Grygar won the Primavera, the Italian junior league, with Inter in 2022. He occasionally trained with the A-team, but did not play in a match.

=== Baník Ostrava ===
Grygar became a Baník player again in the summer of 2023. After three seasons at the Italian Inter, he signed a four-year contract with the club. He made his league debut on 17 March 2024 in a 1–0 win against Pardubice, when he replaced Jiří Boula as a substitute in the 90th minute.

=== Loan to MFK Ružomberok ===
On 15 July 2025, it was announced that Grygar would be joining Slovak First League club MFK Ružomberok on a loan. He started his loan in the worst possible way, during a pre-season training session with Romanian side Voluntari, Grygar was fouled hard by an opponent, injuring ligaments in his ankle.
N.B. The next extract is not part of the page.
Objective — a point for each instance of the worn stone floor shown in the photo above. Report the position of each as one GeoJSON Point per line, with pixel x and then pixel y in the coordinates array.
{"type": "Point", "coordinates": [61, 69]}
Grygar made his debut for Ružomberok on 16 August 2025, coming on as a substitute in the 65th minute for Timotej Múdry. He was not able to make an impact in a 1–0 loss against Zemplín Michalovce. Grygar would receive his first start for Ružomberok in a 3–1 loss against FC Košice, playing 71st minutes. He featured in a historic 2–1 away win against ŠK Slovan Bratislava. Grygar's first goal contribution would come in a 2–1 win against MŠK Žilina, assisting a goal scored by Adam Tučný.

=== Loan to Mladá Boleslav ===
On 19 August 2026, Grygar joined Mladá Boleslav on a one-year loan deal with an option to make the transfer permanent.